Please don’t start singing the Frozen song. I’m talking about a different let it go. These people were holding onto the rod of iron. They couldn’t have gotten lost and wandered into forbidden path if they hadn’t LET GO of their hold on the safety bar. Even though the dark fog had blinded them, they could’ve kept holding onto the word of God and found their way to light eventually.
I see these people getting scared. Darkness is unsettling, as Lehi said in the beginning when he was in the dark and dreary waste. He seemed to reach a point where he couldn’t go on, but he didn’t let go. He begged for God’s tender mercies.
The Misters didn’t call on God for help. They LET GO of what could keep them safe. They let go, and then nothing made sense and they were more lost than ever. Fear made them let go and do it on their own.
Fear is the opposite of faith. Faith leads you to hold on, even when it’s dark and you can’t see your way forward. You believe and keep stepping forward through the darkness, never letting go of that safety bar.
The next group “caught hold of the end of the rod of iron; and they did press forward through the mist of darkness, clinging to the rod of iron…” (24)
Clinging implies fear, which is the opposite of faith. During a scary movie, I cling to my husband because I’m terrified and need someone to hold onto for support.

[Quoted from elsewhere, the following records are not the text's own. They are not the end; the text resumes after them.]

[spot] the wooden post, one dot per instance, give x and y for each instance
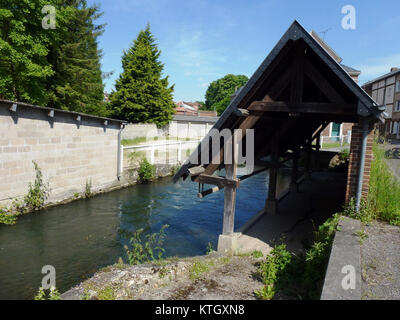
(295, 169)
(271, 205)
(316, 154)
(230, 192)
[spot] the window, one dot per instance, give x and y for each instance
(395, 128)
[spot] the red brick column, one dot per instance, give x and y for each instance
(354, 162)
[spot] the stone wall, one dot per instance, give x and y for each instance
(70, 149)
(354, 162)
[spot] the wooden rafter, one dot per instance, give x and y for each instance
(304, 107)
(320, 81)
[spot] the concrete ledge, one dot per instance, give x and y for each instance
(344, 266)
(228, 243)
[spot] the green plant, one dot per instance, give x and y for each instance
(7, 217)
(257, 254)
(210, 248)
(295, 276)
(317, 257)
(38, 191)
(146, 171)
(271, 270)
(362, 235)
(147, 249)
(53, 294)
(197, 269)
(88, 188)
(106, 293)
(384, 189)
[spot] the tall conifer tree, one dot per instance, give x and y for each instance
(77, 83)
(142, 95)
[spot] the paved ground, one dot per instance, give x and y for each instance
(392, 153)
(212, 277)
(299, 214)
(380, 262)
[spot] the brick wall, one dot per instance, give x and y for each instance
(68, 152)
(355, 153)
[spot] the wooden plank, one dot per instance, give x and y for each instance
(218, 181)
(296, 92)
(319, 80)
(305, 107)
(230, 193)
(195, 171)
(216, 189)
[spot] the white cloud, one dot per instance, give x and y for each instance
(376, 67)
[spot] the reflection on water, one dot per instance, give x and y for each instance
(81, 237)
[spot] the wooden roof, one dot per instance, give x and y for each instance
(298, 89)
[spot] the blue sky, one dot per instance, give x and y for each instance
(203, 40)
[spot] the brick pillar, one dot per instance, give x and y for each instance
(354, 162)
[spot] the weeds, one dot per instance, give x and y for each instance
(38, 193)
(88, 188)
(53, 294)
(285, 273)
(197, 269)
(148, 249)
(146, 171)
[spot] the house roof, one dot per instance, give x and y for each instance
(387, 75)
(351, 71)
(281, 61)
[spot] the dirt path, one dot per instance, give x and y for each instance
(212, 277)
(380, 262)
(392, 153)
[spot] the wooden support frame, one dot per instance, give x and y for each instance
(295, 172)
(220, 182)
(329, 108)
(230, 191)
(271, 205)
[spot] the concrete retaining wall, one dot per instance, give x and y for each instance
(70, 149)
(343, 275)
(192, 127)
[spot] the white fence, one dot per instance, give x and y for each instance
(344, 139)
(167, 152)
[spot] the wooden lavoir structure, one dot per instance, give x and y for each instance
(295, 93)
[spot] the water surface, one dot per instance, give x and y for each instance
(81, 237)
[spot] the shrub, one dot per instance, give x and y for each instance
(38, 191)
(384, 189)
(148, 249)
(146, 171)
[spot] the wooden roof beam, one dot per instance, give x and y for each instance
(322, 84)
(304, 107)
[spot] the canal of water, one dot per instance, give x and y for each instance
(81, 237)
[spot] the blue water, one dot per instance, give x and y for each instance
(81, 237)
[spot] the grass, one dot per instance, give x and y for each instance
(198, 268)
(332, 145)
(383, 201)
(384, 190)
(139, 140)
(299, 277)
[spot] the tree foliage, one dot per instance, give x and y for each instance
(219, 91)
(24, 45)
(77, 83)
(142, 95)
(57, 67)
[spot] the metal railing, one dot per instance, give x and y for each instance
(153, 147)
(334, 139)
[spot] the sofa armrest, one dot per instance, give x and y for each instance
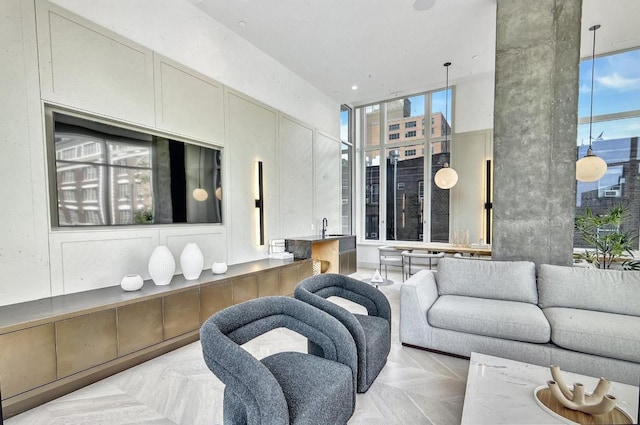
(417, 295)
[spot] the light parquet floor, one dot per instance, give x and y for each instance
(415, 386)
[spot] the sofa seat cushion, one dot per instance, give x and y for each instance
(499, 280)
(609, 291)
(593, 332)
(495, 318)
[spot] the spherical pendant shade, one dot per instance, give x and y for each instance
(446, 177)
(200, 194)
(590, 168)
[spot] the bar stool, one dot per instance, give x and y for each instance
(389, 256)
(418, 260)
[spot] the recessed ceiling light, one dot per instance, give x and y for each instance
(422, 5)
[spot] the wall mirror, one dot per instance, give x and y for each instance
(107, 174)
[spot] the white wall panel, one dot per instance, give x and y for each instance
(24, 256)
(327, 181)
(474, 104)
(188, 103)
(469, 154)
(251, 137)
(93, 69)
(182, 32)
(83, 260)
(296, 178)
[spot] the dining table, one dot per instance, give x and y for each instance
(449, 248)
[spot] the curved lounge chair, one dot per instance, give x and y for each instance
(371, 333)
(286, 387)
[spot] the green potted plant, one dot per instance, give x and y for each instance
(610, 244)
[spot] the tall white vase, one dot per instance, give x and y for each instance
(162, 266)
(191, 261)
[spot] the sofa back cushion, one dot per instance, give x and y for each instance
(609, 291)
(500, 280)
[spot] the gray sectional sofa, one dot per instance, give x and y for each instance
(584, 320)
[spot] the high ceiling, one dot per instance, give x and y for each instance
(387, 48)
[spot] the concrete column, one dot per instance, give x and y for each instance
(536, 106)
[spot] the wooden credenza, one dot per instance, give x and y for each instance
(56, 345)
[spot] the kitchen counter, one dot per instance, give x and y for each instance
(338, 250)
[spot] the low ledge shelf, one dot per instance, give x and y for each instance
(53, 346)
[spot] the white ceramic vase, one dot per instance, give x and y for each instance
(162, 266)
(191, 261)
(219, 267)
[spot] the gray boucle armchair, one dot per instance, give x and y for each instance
(286, 387)
(371, 333)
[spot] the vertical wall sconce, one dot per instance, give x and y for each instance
(200, 194)
(488, 204)
(260, 203)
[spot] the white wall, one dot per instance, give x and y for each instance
(180, 31)
(24, 256)
(37, 260)
(474, 104)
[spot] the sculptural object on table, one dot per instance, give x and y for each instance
(596, 403)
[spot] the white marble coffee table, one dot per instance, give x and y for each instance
(500, 391)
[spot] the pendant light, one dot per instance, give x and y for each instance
(591, 167)
(446, 177)
(200, 194)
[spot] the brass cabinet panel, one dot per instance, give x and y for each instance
(214, 298)
(86, 341)
(181, 313)
(245, 288)
(139, 326)
(353, 261)
(305, 270)
(288, 279)
(27, 359)
(268, 283)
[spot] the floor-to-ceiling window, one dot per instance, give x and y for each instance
(346, 136)
(615, 135)
(403, 147)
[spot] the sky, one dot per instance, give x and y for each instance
(616, 88)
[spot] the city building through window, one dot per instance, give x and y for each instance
(397, 163)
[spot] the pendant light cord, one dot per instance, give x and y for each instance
(446, 108)
(593, 66)
(199, 167)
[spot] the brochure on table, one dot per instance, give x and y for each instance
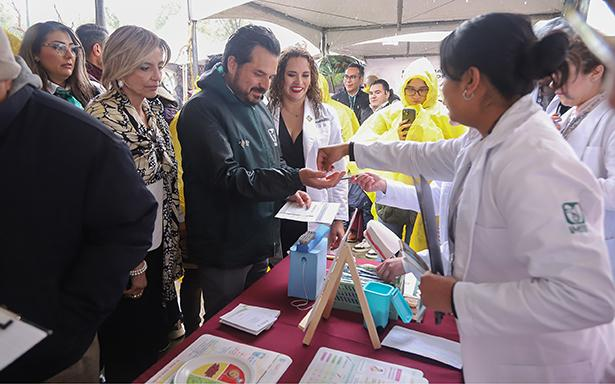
(16, 337)
(318, 212)
(333, 366)
(233, 361)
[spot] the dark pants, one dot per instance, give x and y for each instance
(359, 200)
(221, 286)
(134, 333)
(190, 298)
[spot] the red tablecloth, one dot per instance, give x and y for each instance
(343, 331)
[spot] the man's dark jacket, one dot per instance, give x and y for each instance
(76, 218)
(361, 107)
(234, 178)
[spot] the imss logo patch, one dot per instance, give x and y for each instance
(574, 217)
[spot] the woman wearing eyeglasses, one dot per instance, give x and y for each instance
(418, 92)
(54, 53)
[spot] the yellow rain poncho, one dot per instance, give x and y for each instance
(431, 124)
(348, 120)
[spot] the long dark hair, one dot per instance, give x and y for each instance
(313, 94)
(30, 49)
(504, 48)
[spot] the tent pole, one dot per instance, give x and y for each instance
(324, 49)
(100, 12)
(194, 65)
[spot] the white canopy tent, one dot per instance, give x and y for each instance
(344, 26)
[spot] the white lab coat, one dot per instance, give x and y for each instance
(403, 196)
(593, 141)
(535, 301)
(326, 130)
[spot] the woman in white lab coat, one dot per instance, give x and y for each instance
(531, 287)
(304, 124)
(589, 127)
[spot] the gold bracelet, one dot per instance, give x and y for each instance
(139, 271)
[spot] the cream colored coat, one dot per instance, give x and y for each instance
(325, 130)
(535, 298)
(594, 143)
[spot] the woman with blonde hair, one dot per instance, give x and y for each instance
(133, 61)
(54, 53)
(303, 124)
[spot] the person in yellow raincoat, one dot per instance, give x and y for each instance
(419, 91)
(348, 120)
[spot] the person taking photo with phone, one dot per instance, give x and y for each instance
(419, 117)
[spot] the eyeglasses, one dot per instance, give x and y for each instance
(62, 48)
(413, 91)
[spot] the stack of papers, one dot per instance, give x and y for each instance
(250, 319)
(433, 347)
(318, 212)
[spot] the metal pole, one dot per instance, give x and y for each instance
(100, 12)
(194, 67)
(324, 50)
(27, 14)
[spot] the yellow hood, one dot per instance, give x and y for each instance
(423, 70)
(324, 88)
(347, 118)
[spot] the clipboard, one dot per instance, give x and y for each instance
(17, 336)
(428, 213)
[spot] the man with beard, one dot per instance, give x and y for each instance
(234, 178)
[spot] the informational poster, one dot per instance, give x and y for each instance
(332, 366)
(215, 359)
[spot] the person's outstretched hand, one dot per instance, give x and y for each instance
(370, 182)
(320, 179)
(329, 155)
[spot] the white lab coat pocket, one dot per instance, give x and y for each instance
(580, 372)
(592, 157)
(494, 246)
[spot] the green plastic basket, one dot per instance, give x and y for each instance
(346, 297)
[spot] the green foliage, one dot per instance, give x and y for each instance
(171, 8)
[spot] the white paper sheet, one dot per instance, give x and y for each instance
(318, 212)
(16, 337)
(434, 347)
(250, 318)
(332, 366)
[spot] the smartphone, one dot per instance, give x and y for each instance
(408, 114)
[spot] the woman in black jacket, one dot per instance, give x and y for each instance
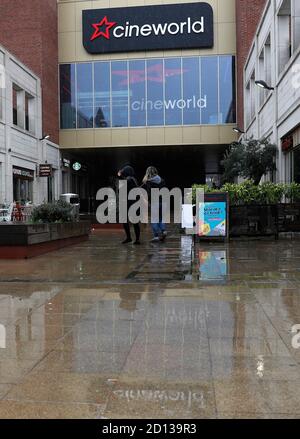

The Clingers’ fear was enough to keep them from letting go of the rod of iron and get through the mists of darkness, but it wasn’t strong enough incentive to keep them true in the end.
They partake of the fruit of the atonement, but then their focus shifts. They “cast their eyes about as if they were ashamed” (25) because of the taunting and mocking they receive from the world.
Fear still rules them (same as the Misters). They’ve made it through the mists, but now they fear men’s opinions.
It’s natural to be concerned about others’ reactions. Do they think we’re cool? Braggy? Shy? Fun? Stubborn? Smart? Beautiful? Successful? Weird? Naïve?
Clingers care very much about what others think of them. At the tree, they are surrounded by others who love them for who they are. But they can’t see that, because they are looking about to other sources. Worldly ones. And the world is laughing and calling them fools. Human nature pushes us to belong, so the Clingers give up the good they obtained to belong with the group of bullies who are so loud.
Clinging has a negative connotation. Clingy people latch onto things or others because they don’t have confidence in themselves. They’re terrified to be alone. They are dependent on outside sources for their strength, having none of their own.
Clingers can’t stand being laughed at or being different. So they turn away from God, who truly loves them and wants to give them ALL He has, to the Mockers, who provide a shallow, temporary belonging in their cruel, critical, nasty group.
Clingers focus on appearances and outside opinion. They are double-minded in their testimonies of Christ, and unwilling or unable to stand courageously for what they believe.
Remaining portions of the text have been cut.